Bipartisan Congress group urges Biden to ‘immediately’ evacuate Afghans who helped US forces as full withdrawal deadline looms
A group of lawmakers has warned US President Joe Biden that the Afghan government can’t guarantee the safety of locals who helped American troops, calling for a large-scale evacuation.
“We must evacuate our Afghan friends and allies immediately,” the lawmakers told Biden in a letter spearheaded by Seth Moulton, a Democrat from Massachusetts.
It would be a moral failure to transfer the responsibility to protect our Afghan partners onto the shoulders of the Afghan government.
The US forces have been heavily reliant on the help of Afghan translators, interpreters and other locals since invading the country in the direct aftermath of the 9/11 attacks. Biden said that the Pentagon will pull the remaining 2,500 servicemen out of Afghanistan by September 11 – nearly two decades after the invasion.
The lawmakers criticized the government for the lack of “a concrete and workable” plan to protect its Afghan allies, raising the alarm about a “growing” backlog in processing visa applications from Afghanistan.
“The current [visa] process will not work. It takes an average of 800+ days, and we plan to withdraw in less than 100 days,” they wrote, adding that more than 18,000 applicants need to get US visas before the troops leave.

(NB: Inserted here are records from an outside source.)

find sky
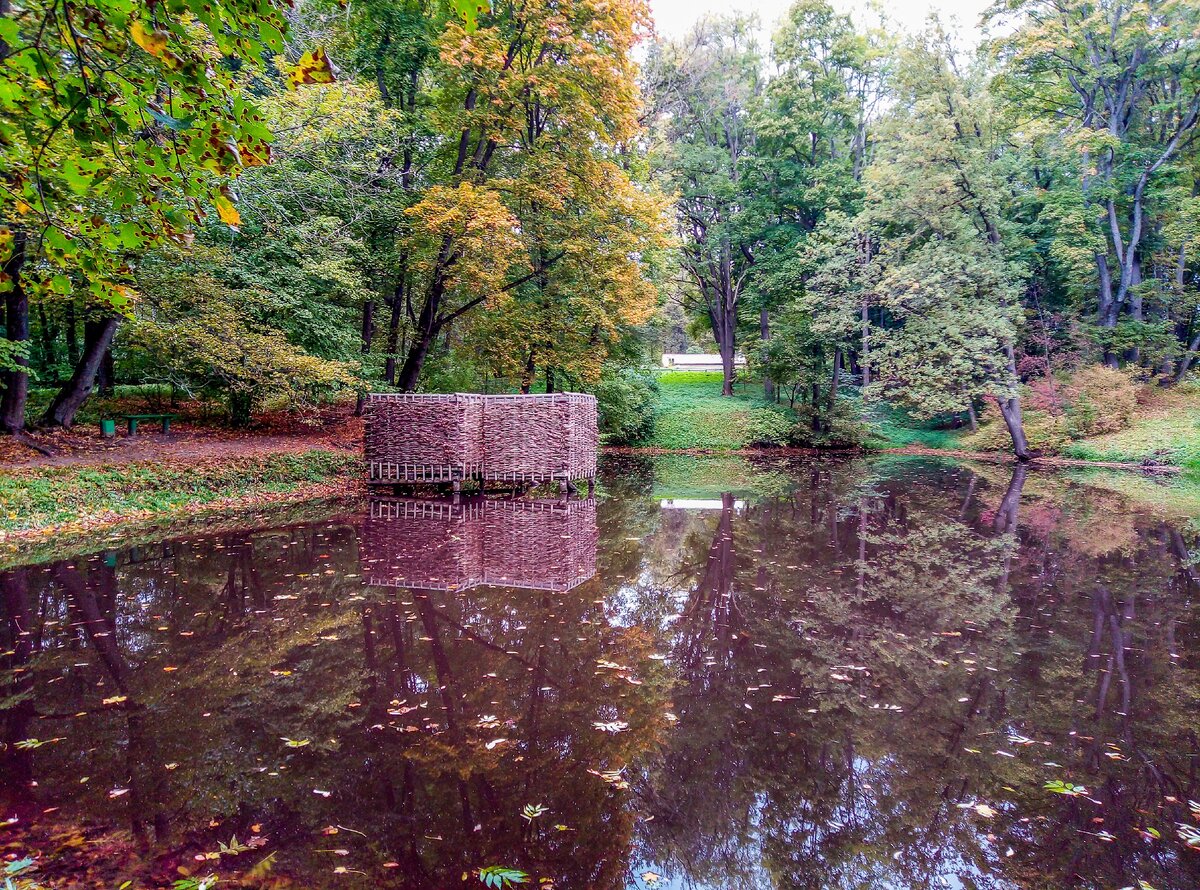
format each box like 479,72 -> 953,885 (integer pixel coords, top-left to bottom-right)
648,0 -> 995,45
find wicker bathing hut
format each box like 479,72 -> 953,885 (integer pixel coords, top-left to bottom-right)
364,392 -> 597,490
359,496 -> 598,593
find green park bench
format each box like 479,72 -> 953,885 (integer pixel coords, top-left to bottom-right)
118,413 -> 178,435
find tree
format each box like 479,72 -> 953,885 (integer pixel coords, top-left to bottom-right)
747,0 -> 889,397
646,16 -> 764,396
846,30 -> 1031,458
390,0 -> 653,392
126,248 -> 359,424
0,0 -> 330,430
992,0 -> 1200,367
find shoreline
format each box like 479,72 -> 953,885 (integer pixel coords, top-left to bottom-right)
603,444 -> 1183,474
2,444 -> 1190,562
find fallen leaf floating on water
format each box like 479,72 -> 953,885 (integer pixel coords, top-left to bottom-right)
485,738 -> 508,750
592,721 -> 629,733
108,788 -> 129,798
282,738 -> 310,748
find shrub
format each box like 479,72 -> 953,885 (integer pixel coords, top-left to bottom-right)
594,370 -> 658,444
790,400 -> 872,448
746,406 -> 794,446
1063,365 -> 1138,438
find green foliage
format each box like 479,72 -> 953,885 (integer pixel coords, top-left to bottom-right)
124,249 -> 360,422
745,406 -> 794,447
478,866 -> 529,888
594,370 -> 658,445
0,0 -> 304,310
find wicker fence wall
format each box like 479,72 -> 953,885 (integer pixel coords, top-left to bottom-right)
359,496 -> 598,593
365,392 -> 597,484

The members of Congress noted how the US evacuated around 130,000 refugees from South Vietnam in 1975 when the communist forces took Saigon, and thousands of Kurds during a conflict in Iraq in the mid-1990s. “We have experience with this type of evacuation in times of crisis, and the current environment in Afghanistan clearly merits such action,” they argued.
A group of 16 lawmakers created a bipartisan ‘Honoring Our Promises’ working group in April, aiming to ensure the safety of Afghans who assisted the US troops. The step was taken amid growing concerns that the abrupt withdrawal of US forces would lead to more chaos in Afghanistan.
Former US ambassador to Afghanistan, Ronald Neumann, warned in an op-ed published in the Washington Post on Saturday that “mishandling” of the withdrawal will endanger US allies on the ground. He added that the Afghan Army could not function properly without the help of US contractors.
Former secretary of state Hillary Clinton told CNN that the departure of US troops could lead to a “potential collapse of the Afghan government and a takeover of Afghanistan by the Taliban.”
US Secretary of Defense Lloyd Austin made a surprise visit to Afghanistan in March, during which he told reporters that Washington was hoping to see “a responsible end” to the war in the country.
Biden, meanwhile, argued that the US must end its “forever war” in Afghanistan, especially since the mastermind behind the 9/11 attacks, Osama Bin Laden, was killed in 2011. “We’ve stayed in Afghanistan for a decade since. Since then, our reasons for remaining in Afghanistan have become increasingly unclear,” the president said in April.